Friday, February 25, 2022

Iced in Brooklyn

In the morning, when we woke, the world was wrapped in ice. I decided to go out, and see. One's childhood still flows in adult veins. And I was a child in a city whose winters brought occasional, glittering freezes, helped by a garden hose left to sprinkle in a crabapple tree, overnight (whose idea was that?). When we moved, we didn't see frost again. And even though I have lived in the US longer than I lived in South Africa, that sense of awe at snow, ice, and icicles (especially), is as fresh as it ever was.

I walked through nearby Prospect Park. It was so beautiful that I continued to the Brooklyn Botanic Garden, but that will be its own post.


I think a Viburnum, possibly prunifolium (black haw). This shrub has slipped under my ID radar.


Cornelian cherry (Cornus mas, native to Crimea,  and southern Europe; it doesn't know borders and has no soldiers)

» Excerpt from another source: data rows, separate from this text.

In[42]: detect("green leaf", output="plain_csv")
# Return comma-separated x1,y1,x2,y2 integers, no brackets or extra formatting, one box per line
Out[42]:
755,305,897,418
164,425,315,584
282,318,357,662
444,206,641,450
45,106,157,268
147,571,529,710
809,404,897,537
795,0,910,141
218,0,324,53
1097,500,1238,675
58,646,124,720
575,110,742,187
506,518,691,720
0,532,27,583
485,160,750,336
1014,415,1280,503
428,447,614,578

Rose hips (Rosa multiflora)


Spicebush (Lindera benzoin)


                    Sweetgum, liquidamber (Liquidamber styraciflua)                                                 

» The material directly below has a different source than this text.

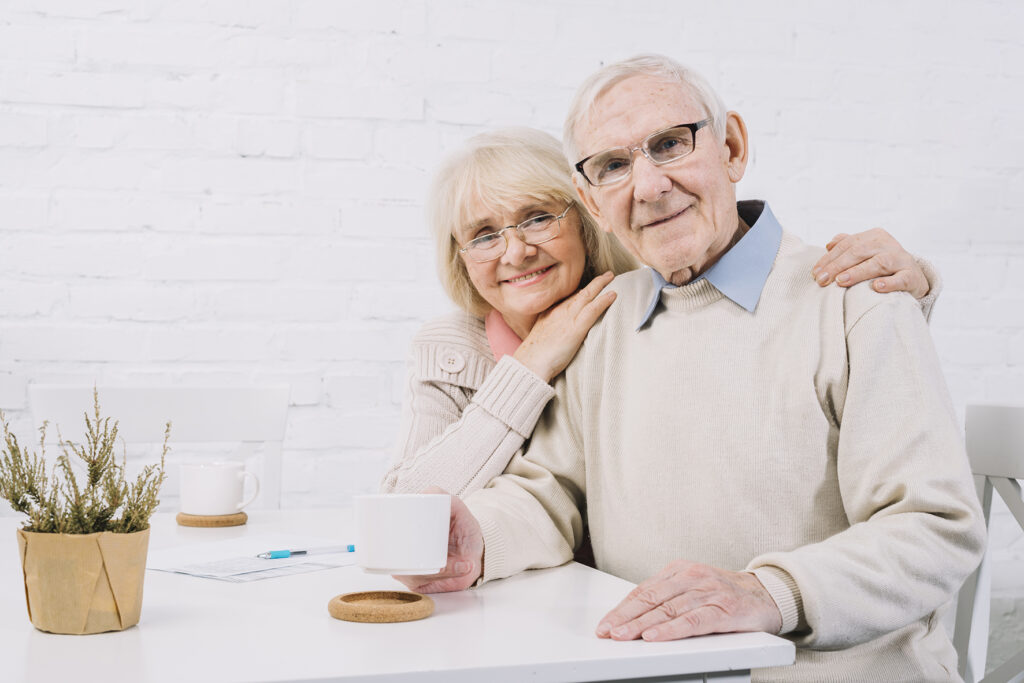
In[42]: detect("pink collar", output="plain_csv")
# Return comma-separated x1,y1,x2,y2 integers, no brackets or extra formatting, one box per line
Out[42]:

Hemlock (Tsuga canadensis)


Hm, wasn't paying attention. Possibly a dogwood. And Traffic lightus.


A maple, maybe red. Acer rubrum.


Dogwood (Cornus...I think kousa)


                                                          Crabapple


Serviceberry. Sarvisberry. Shad. Shadblow. Saskataoon. Juneberry, beloved.
(Amelanchier spp.)


Pine, white (Pinus strobus). Prone to snapping, on days like this.